George obéit, un peu abasourdi par la réaction de son père. Celui-ci se saisit du sac, le pose devant lui, l’ouvre et en sort l’ours en peluche, le matériel de couture, la boîte en plastique et un carnet avec une couverture de cuir bleu abîmée. Il pose les affaires sur la couverture avec précaution, comme si c’étaient des trésors inestimables.
- À qui il était ? s’enquiert George en se penchant sur le carnet.
- À mon père, bien sûr ! Tu te rappelles de ton ours en peluche que tu avais déchiré ? Il l’avait pris pour le réparer, il voulait te faire une surprise !
- Quoi ?! Tu es sûr ?!
- Bien sûr que je le suis ! Et ça c’est son carnet à dessin, tu t’en rappelles ?
- Mais… je croyais qu’il était mort !
- Bien sûr qu’il l’est… ! Dans une avalanche, tu te souviens ? Même que quand on l’a retrouvé, il était tellement défiguré qu’on a eu du mal à le reconnaître… !
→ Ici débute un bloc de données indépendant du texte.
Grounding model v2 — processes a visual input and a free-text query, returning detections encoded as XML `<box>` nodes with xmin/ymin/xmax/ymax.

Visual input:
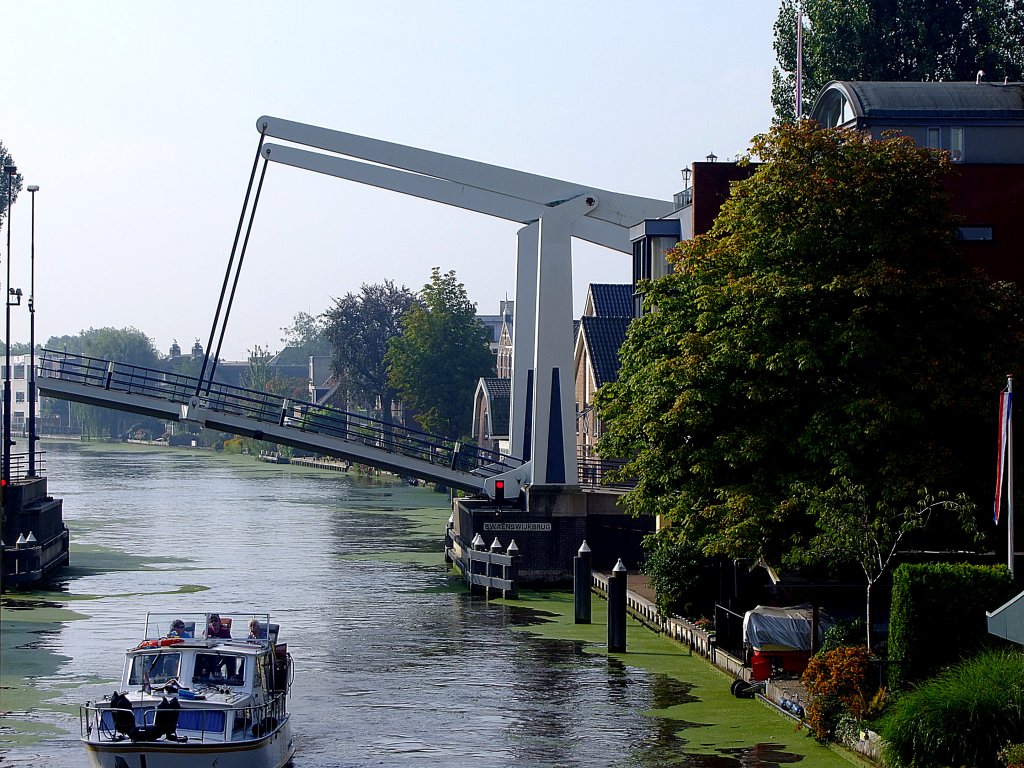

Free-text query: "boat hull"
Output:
<box><xmin>82</xmin><ymin>718</ymin><xmax>295</xmax><ymax>768</ymax></box>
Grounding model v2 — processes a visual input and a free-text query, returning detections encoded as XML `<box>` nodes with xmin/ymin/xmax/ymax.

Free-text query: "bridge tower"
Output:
<box><xmin>256</xmin><ymin>116</ymin><xmax>673</xmax><ymax>500</ymax></box>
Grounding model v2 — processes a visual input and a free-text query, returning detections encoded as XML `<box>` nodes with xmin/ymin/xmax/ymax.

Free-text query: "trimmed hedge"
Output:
<box><xmin>889</xmin><ymin>563</ymin><xmax>1017</xmax><ymax>690</ymax></box>
<box><xmin>876</xmin><ymin>650</ymin><xmax>1024</xmax><ymax>768</ymax></box>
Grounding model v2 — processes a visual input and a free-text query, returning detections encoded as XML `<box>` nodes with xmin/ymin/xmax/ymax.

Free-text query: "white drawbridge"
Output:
<box><xmin>256</xmin><ymin>116</ymin><xmax>673</xmax><ymax>499</ymax></box>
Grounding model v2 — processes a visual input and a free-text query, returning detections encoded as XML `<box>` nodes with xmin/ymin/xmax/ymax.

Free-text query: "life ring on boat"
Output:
<box><xmin>135</xmin><ymin>637</ymin><xmax>184</xmax><ymax>650</ymax></box>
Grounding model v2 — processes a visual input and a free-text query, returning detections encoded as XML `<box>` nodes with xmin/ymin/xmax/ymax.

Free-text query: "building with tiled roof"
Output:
<box><xmin>473</xmin><ymin>378</ymin><xmax>512</xmax><ymax>454</ymax></box>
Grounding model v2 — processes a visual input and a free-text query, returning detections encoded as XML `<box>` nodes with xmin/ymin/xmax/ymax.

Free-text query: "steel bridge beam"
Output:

Abasourdi et complètement perdu, George, les mains tremblantes, se lève vers la fenêtre et regarde au travers. Au pied du bâtiment, il y a le vieillard qui le regarde avec un sourire espiègle. George ouvre de grands yeux ébahis. L’homme met un doigt devant ses lèvres, comme pour lui demander de garder un secret. Puis il se décolle du capot de la voiture, se retourne et commence à partir en direction de la montagne qui se dresse au loin en lui faisant un signe d’adieu de la main. Il ne laisse pas d’empreintes dans la neige et le vent n’a pas de prises sur lui. Il disparaît progressivement dans la neige et la tempête.

- Tout va bien, George ? s’inquiète son père. Qu’est-ce qu’il y a de si passionnant à cette fenêtre ?
- Oh, rien de bien important, le rassure-t-il avec un sourire en coin. Qu’est-ce que tu disais ?
- Je te demandais où tu as eu ce sac… on ne l’a pas retrouvé avec son corps.
- Je l’ai trouvé… ment George avec le même sourire.
- Où ça ?
- Dans la neige, près d’une fleur rouge qui a dû être magnifique avant.
- Hm, tu as l’air bizarre aujourd’hui.
- Je crois que j’ai trouvé un sujet d’écriture, lui explique-t-il en prenant le carnet à dessin et l’ours.
- Qu’est-ce que ça va être ?
- Ҫa va être l’histoire d’un homme qui…

Pendant que George raconte son histoire, les deux hommes ne remarquent pas le petit flocon qui se pose doucement sur la fenêtre et qui, au lieu de fondre lentement comme les autres, se déploie en prenant la forme d’une jolie fleur : un perce-neige.